It’s rhubarb season, so finding five pounds either from your patch or the farmers market won’t be difficult. The recipe states to cover the rhubarb with boiling water – in my crock, that became one and a half gallons of liquid.
From there you strain, heat and add fruit, sugar and yeast. The original recipe called for an incredible amount of sugar – nine cups per gallon of liquid. I shrunk that to seven, and it worked well.
Also, once the wine is siphoned into the glass bottles, it can set for months and probably years in a cool, dark place. Mason jars with caps and bands work great to loosely cover the wine. It will be super-sweet at first, but given time, the rhubarb flavor will shine through.

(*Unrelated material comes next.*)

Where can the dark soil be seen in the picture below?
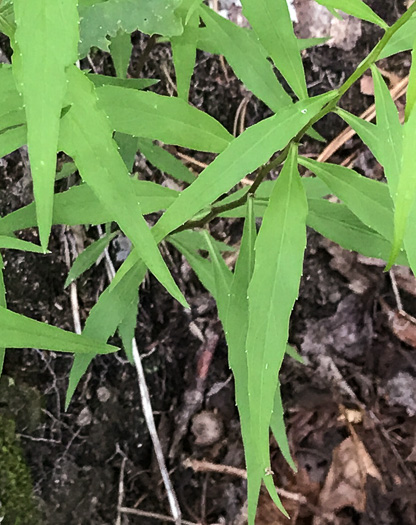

Make this in spring, and it should be really good come the holidays. It’s sweet, tangy and enjoyable. Drink alone or as an aperitif, or mix with club soda or lemon-lime pop, or add to a gin and tonic. Considering the small amount of work required, it makes a damn fine sippin’ wine.
Here’s my amended version of the original recipe:
Finely dice five pounds rhubarb and put into a crock. Cover with boiling water and let stand three days. Strain.
Heat clear juice to almost boiling, measure and return to clean crock.
For each gallon of liquid add two oranges and one lemon, sliced very thin.
Add seven cups of sugar for each gallon of liquid.
When lukewarm, add yeast (for two gallons, add about ¼ ounce yeast). Stir well and let ferment about a week.
Strain, return to clean crock and let set about two weeks.
Siphon into clean glass bottles, put on covers very loosely and let set until it turns clear. This will take several months. Taste-test often until wine reaches desired flavor and smoothness.